`lim_(x -> oo) ((x-3)/(x+2))^x` is equal to

To solve the limit \( \lim_{x \to \infty} \left( \frac{x-3}{x+2} \right)^x \), we can follow these steps: ### Step 1: Rewrite the expression We start with the limit: \[ \lim_{x \to \infty} \left( \frac{x-3}{x+2} \right)^x \] We can simplify the fraction inside the limit: \[ \frac{x-3}{x+2} = \frac{x(1 - \frac{3}{x})}{x(1 + \frac{2}{x})} = \frac{1 - \frac{3}{x}}{1 + \frac{2}{x}} \] Thus, we can rewrite the limit as: \[ \lim_{x \to \infty} \left( \frac{1 - \frac{3}{x}}{1 + \frac{2}{x}} \right)^x \] ### Step 2: Evaluate the limit of the base As \( x \to \infty \), both \( \frac{3}{x} \) and \( \frac{2}{x} \) approach 0. Therefore: \[ \frac{1 - \frac{3}{x}}{1 + \frac{2}{x}} \to \frac{1 - 0}{1 + 0} = 1 \] ### Step 3: Use the exponential limit Since the base approaches 1, we can use the fact that \( (1 + u)^n \approx e^{nu} \) for small \( u \).

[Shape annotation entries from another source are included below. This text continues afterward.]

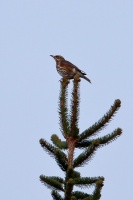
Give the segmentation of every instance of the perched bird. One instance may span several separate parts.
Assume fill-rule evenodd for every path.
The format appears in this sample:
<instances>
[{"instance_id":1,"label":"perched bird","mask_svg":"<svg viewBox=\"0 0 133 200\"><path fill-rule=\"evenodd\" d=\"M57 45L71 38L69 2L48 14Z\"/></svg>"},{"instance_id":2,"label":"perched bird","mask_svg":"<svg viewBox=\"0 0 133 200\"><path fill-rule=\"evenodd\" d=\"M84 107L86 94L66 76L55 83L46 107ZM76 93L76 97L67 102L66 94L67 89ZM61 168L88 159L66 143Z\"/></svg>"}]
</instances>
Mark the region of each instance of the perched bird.
<instances>
[{"instance_id":1,"label":"perched bird","mask_svg":"<svg viewBox=\"0 0 133 200\"><path fill-rule=\"evenodd\" d=\"M78 74L81 78L84 78L88 82L91 83L90 79L88 79L85 75L86 73L81 71L78 67L70 63L69 61L65 60L62 56L56 55L50 55L54 58L56 62L56 69L58 73L62 77L66 77L68 79L73 79L76 74Z\"/></svg>"}]
</instances>

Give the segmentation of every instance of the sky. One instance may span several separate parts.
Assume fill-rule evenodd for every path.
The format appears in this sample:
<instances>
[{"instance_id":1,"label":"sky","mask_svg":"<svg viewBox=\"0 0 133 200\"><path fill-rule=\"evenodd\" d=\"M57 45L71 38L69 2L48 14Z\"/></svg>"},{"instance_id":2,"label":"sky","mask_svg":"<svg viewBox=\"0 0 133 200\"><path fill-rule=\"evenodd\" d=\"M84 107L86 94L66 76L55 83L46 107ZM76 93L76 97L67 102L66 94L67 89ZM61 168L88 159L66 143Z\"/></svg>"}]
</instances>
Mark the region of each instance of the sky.
<instances>
[{"instance_id":1,"label":"sky","mask_svg":"<svg viewBox=\"0 0 133 200\"><path fill-rule=\"evenodd\" d=\"M49 55L62 55L92 81L80 84L80 132L120 99L99 137L122 128L78 171L104 176L102 200L131 199L133 186L133 1L0 1L0 199L52 199L39 176L63 172L39 144L59 127L60 76ZM71 97L72 82L69 85ZM69 103L69 102L68 102ZM87 189L86 192L92 191Z\"/></svg>"}]
</instances>

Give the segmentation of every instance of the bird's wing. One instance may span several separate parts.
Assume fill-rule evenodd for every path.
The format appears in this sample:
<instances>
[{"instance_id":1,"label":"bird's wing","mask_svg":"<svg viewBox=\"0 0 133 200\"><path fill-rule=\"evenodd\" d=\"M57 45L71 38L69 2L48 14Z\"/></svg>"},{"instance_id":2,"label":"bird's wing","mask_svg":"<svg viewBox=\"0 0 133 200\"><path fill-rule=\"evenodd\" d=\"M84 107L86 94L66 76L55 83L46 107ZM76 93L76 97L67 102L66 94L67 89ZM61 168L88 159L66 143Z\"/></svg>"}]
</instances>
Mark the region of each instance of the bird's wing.
<instances>
[{"instance_id":1,"label":"bird's wing","mask_svg":"<svg viewBox=\"0 0 133 200\"><path fill-rule=\"evenodd\" d=\"M71 62L69 62L69 61L67 61L67 60L65 60L65 61L63 61L64 62L64 64L67 64L67 66L68 67L70 67L70 68L72 68L72 67L74 67L77 71L79 71L81 74L83 74L83 75L86 75L86 73L85 72L83 72L82 70L80 70L78 67L76 67L74 64L72 64Z\"/></svg>"}]
</instances>

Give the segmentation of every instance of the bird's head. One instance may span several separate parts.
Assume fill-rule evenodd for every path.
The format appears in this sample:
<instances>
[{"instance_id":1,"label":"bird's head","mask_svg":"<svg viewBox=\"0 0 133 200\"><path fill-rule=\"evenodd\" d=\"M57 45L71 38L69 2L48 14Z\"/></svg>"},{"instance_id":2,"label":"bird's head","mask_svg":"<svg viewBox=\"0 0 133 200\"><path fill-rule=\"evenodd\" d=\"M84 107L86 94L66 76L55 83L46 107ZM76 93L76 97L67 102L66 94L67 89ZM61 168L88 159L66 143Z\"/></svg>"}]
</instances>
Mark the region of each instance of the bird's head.
<instances>
[{"instance_id":1,"label":"bird's head","mask_svg":"<svg viewBox=\"0 0 133 200\"><path fill-rule=\"evenodd\" d=\"M63 58L63 56L60 56L60 55L56 55L56 56L50 55L50 56L53 57L56 62L59 62L61 60L65 60L65 58Z\"/></svg>"}]
</instances>

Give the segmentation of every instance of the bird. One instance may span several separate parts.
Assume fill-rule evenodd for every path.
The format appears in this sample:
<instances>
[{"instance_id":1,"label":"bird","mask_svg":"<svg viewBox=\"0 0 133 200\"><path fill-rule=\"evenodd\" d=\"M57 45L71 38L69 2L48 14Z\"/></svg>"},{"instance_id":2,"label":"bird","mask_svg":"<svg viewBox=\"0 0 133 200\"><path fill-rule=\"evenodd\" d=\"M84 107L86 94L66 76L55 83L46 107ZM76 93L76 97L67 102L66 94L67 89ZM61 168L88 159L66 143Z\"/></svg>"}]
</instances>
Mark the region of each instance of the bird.
<instances>
[{"instance_id":1,"label":"bird","mask_svg":"<svg viewBox=\"0 0 133 200\"><path fill-rule=\"evenodd\" d=\"M66 77L68 79L73 79L76 74L79 75L79 77L85 79L89 83L91 83L90 79L88 79L85 75L86 73L80 70L78 67L76 67L74 64L71 62L65 60L63 56L60 55L50 55L51 57L54 58L56 62L56 69L57 72L62 76L63 78Z\"/></svg>"}]
</instances>

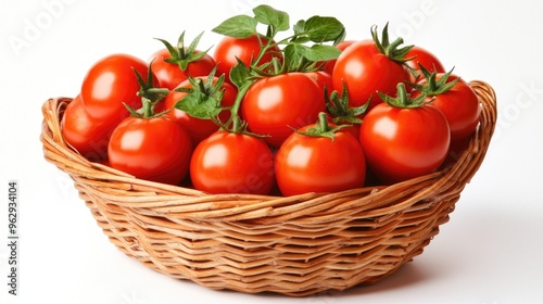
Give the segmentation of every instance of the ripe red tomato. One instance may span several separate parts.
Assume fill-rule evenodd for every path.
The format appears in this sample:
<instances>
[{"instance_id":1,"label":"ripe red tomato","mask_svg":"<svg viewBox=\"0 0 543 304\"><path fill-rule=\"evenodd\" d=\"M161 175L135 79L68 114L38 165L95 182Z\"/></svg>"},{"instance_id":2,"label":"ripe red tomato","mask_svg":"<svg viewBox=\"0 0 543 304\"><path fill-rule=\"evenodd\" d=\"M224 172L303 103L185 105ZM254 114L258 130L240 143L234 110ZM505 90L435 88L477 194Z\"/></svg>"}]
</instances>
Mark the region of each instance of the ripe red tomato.
<instances>
[{"instance_id":1,"label":"ripe red tomato","mask_svg":"<svg viewBox=\"0 0 543 304\"><path fill-rule=\"evenodd\" d=\"M428 68L429 72L445 73L445 67L438 59L438 56L421 47L413 47L413 49L411 49L405 58L414 58L409 61L406 61L405 64L411 66L413 69L415 69L415 72L417 72L417 74L419 74L418 77L415 78L413 74L409 73L409 79L413 84L416 84L424 78L424 76L420 74L421 72L419 64L422 64L422 66Z\"/></svg>"},{"instance_id":2,"label":"ripe red tomato","mask_svg":"<svg viewBox=\"0 0 543 304\"><path fill-rule=\"evenodd\" d=\"M368 166L384 183L438 169L450 139L449 124L438 107L427 104L405 109L388 103L366 114L359 138Z\"/></svg>"},{"instance_id":3,"label":"ripe red tomato","mask_svg":"<svg viewBox=\"0 0 543 304\"><path fill-rule=\"evenodd\" d=\"M315 125L303 127L307 131ZM364 151L348 131L328 137L292 134L277 151L276 179L286 197L307 192L337 192L363 187L366 177Z\"/></svg>"},{"instance_id":4,"label":"ripe red tomato","mask_svg":"<svg viewBox=\"0 0 543 304\"><path fill-rule=\"evenodd\" d=\"M62 137L80 155L92 162L108 159L108 141L115 125L93 119L81 103L80 96L66 106L61 121Z\"/></svg>"},{"instance_id":5,"label":"ripe red tomato","mask_svg":"<svg viewBox=\"0 0 543 304\"><path fill-rule=\"evenodd\" d=\"M201 53L201 51L194 51ZM187 63L187 67L181 69L179 64L169 63L166 60L172 59L172 54L167 49L161 49L151 55L149 61L151 69L159 80L159 86L166 89L175 89L187 77L209 76L216 63L209 54L203 58Z\"/></svg>"},{"instance_id":6,"label":"ripe red tomato","mask_svg":"<svg viewBox=\"0 0 543 304\"><path fill-rule=\"evenodd\" d=\"M399 62L379 52L374 40L361 40L346 48L336 61L333 89L349 89L351 106L365 104L371 98L368 110L381 103L377 91L395 96L396 85L409 79L407 69Z\"/></svg>"},{"instance_id":7,"label":"ripe red tomato","mask_svg":"<svg viewBox=\"0 0 543 304\"><path fill-rule=\"evenodd\" d=\"M207 81L207 77L195 77L202 79L202 81L205 84ZM214 84L217 81L217 77L214 77ZM191 88L192 85L190 84L189 80L185 80L177 88ZM233 101L236 100L236 94L237 94L237 89L228 84L224 83L222 85L223 89L223 101L220 102L222 106L231 106L233 104ZM176 122L178 122L190 135L192 139L192 143L194 147L202 141L204 138L207 138L210 135L218 130L218 126L211 119L201 119L197 117L190 116L187 112L182 110L175 109L174 106L176 103L184 99L188 92L179 92L179 91L169 91L169 93L166 96L166 98L163 101L163 109L168 110L173 109L172 111L167 112L166 115L171 116L174 118ZM230 117L230 112L229 111L223 111L219 114L219 118L222 122L228 121Z\"/></svg>"},{"instance_id":8,"label":"ripe red tomato","mask_svg":"<svg viewBox=\"0 0 543 304\"><path fill-rule=\"evenodd\" d=\"M195 189L210 193L268 194L274 155L260 138L219 130L194 149L190 177Z\"/></svg>"},{"instance_id":9,"label":"ripe red tomato","mask_svg":"<svg viewBox=\"0 0 543 304\"><path fill-rule=\"evenodd\" d=\"M325 92L325 88L328 89L328 92L333 90L332 74L325 71L306 72L305 74L317 83L323 93Z\"/></svg>"},{"instance_id":10,"label":"ripe red tomato","mask_svg":"<svg viewBox=\"0 0 543 304\"><path fill-rule=\"evenodd\" d=\"M443 75L438 74L435 79L439 80ZM457 78L459 77L456 75L450 75L446 83L449 84ZM425 85L426 83L427 80L422 79L418 84ZM420 91L413 91L412 93L414 98L419 94ZM428 98L434 98L432 105L441 110L445 115L451 128L452 141L469 137L473 134L479 125L481 106L477 94L464 79L458 79L447 91L437 94L430 93Z\"/></svg>"},{"instance_id":11,"label":"ripe red tomato","mask_svg":"<svg viewBox=\"0 0 543 304\"><path fill-rule=\"evenodd\" d=\"M293 132L314 124L325 112L321 87L305 73L288 73L255 81L241 101L241 116L249 130L268 136L264 140L278 148Z\"/></svg>"},{"instance_id":12,"label":"ripe red tomato","mask_svg":"<svg viewBox=\"0 0 543 304\"><path fill-rule=\"evenodd\" d=\"M137 178L179 185L188 173L192 142L168 116L127 117L113 131L110 165Z\"/></svg>"},{"instance_id":13,"label":"ripe red tomato","mask_svg":"<svg viewBox=\"0 0 543 304\"><path fill-rule=\"evenodd\" d=\"M349 46L353 45L354 42L356 42L355 40L344 40L344 41L341 41L339 42L336 48L338 48L340 51L344 51ZM337 59L334 60L329 60L325 63L323 69L332 75L333 73L333 67L336 66L336 61L338 61Z\"/></svg>"},{"instance_id":14,"label":"ripe red tomato","mask_svg":"<svg viewBox=\"0 0 543 304\"><path fill-rule=\"evenodd\" d=\"M132 68L142 77L148 75L147 63L128 54L108 55L90 67L80 92L90 117L118 124L130 114L123 103L141 107L141 98L137 96L140 85Z\"/></svg>"},{"instance_id":15,"label":"ripe red tomato","mask_svg":"<svg viewBox=\"0 0 543 304\"><path fill-rule=\"evenodd\" d=\"M251 66L251 61L257 59L261 47L266 45L267 41L265 38L258 38L256 35L249 38L225 36L218 41L213 55L217 63L217 75L220 76L224 74L226 80L230 81L230 69L238 65L238 59L247 66ZM256 65L260 66L266 62L270 62L273 58L281 58L281 50L278 46L270 48L264 53Z\"/></svg>"}]
</instances>

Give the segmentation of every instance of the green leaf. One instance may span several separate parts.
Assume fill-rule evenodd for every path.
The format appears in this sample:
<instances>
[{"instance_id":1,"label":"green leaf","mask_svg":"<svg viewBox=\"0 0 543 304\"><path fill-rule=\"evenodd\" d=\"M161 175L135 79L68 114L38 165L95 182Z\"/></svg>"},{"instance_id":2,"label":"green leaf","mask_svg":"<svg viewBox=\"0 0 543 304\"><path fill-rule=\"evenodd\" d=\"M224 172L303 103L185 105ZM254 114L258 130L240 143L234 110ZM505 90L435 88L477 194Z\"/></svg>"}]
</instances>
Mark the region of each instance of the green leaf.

We need to express the limit in a suitable form: \[ \lim_{x \to \infty} \left( \frac{1 - \frac{3}{x}}{1 + \frac{2}{x}} \right)^x = \lim_{x \to \infty} \left( 1 - \frac{3}{x} - \frac{2}{x} + O\left(\frac{1}{x^2}\right) \right)^x \] This simplifies to: \[ \lim_{x \to \infty} \left( 1 - \frac{5}{x} + O\left(\frac{1}{x^2}\right) \right)^x \] ### Step 4: Apply the limit Using the exponential limit: \[ \lim_{x \to \infty} \left( 1 - \frac{5}{x} \right)^x = e^{-5} \] ### Final Result Thus, the limit is: \[ \lim_{x \to \infty} \left( \frac{x-3}{x+2} \right)^x = e^{-5} \] ### Summary The final answer is: \[ \boxed{e^{-5}} \]